Within our ESHIP Baltimore council, we have applied two models to begin the early work of building belonging and trust, which ultimately, is cultivated through real experiences of shared power. The first, Strategic Doing, brought to the process by Forward Cities, leads to executing short-term doable projects that allow the folk in the space to experience working together across these boundaries of difference. The second, a compatible process, is the Cohado Regenerative Ecosystem Development model, which assumes the movement through the challenging stages of building trust through relationship development across difference, through the space of skepticism, is essential to the process of transformative change.
Terence shared, “One of the things I am very surprised about is the relationship with people [on the ESHIP Stewardship Council] who really have compassion for Baltimore — it’s not just a job, it's bigger than that, and that’s the reason I keep coming back— because it's bigger than me.“ Shervonne Cherry shared that she was “pleasantly surprised that there were no egos in the room; there was no puffing of the chest. [We] recognize that this is for the greater good of our city and working together is where it really matters.”
What often gets overlooked in the development of so-called collective impact efforts is that true innovation moves at the speed of trust.
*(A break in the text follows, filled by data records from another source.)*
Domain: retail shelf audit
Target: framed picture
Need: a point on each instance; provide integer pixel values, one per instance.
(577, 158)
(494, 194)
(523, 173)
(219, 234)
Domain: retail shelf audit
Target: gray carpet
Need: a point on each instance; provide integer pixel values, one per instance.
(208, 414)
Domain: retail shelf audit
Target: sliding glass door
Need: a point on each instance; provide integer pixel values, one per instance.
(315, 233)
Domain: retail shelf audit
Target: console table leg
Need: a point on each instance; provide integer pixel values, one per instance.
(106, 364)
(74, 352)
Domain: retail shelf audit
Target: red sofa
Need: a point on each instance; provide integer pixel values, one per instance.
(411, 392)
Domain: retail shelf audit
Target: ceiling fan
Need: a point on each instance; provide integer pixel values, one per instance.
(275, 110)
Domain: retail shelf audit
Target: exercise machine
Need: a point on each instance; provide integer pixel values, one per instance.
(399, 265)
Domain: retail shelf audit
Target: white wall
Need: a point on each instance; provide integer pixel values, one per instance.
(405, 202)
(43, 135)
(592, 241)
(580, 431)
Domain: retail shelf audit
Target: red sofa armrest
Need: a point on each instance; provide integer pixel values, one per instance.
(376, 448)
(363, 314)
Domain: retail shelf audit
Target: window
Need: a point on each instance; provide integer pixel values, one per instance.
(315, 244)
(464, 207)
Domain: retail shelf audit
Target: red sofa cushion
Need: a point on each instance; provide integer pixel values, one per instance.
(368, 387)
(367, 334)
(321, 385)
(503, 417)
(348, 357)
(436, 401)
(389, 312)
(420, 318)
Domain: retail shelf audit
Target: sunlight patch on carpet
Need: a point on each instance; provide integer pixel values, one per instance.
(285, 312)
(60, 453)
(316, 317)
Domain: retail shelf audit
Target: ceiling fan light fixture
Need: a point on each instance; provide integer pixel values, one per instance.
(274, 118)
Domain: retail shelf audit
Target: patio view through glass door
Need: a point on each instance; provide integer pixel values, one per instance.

Shervonne shared, “the beauty and what I have come to appreciate these months I have been on the committee, is the slow and steadiness. You don’t build a house overnight. Now I really appreciate diving deeper, and connecting with each other as committee members; you see the bigger picture at that point.”
At the same time, there are real challenges that can’t wait. Terrence reminds us that, “it would be great just to wait back and build this thing slowly, but there are some things that have to be done now. If we do not stabilize the small businesses now, the small amount of money that it saves, and the small amount of time that it saves, you are going to have to multiply it times five to open back up a business. If we don’t save these businesses now, they are not coming back.”
The answer lies in both taking the time to build the trust — the strategy, the networks of support, the resources, and the infrastructure— while, at the same time, investing the relatively small dollars in viable Black businesses now. As we do that, it’s also imperative to invest in building the larger connective impact system that will grow as we grow these businesses.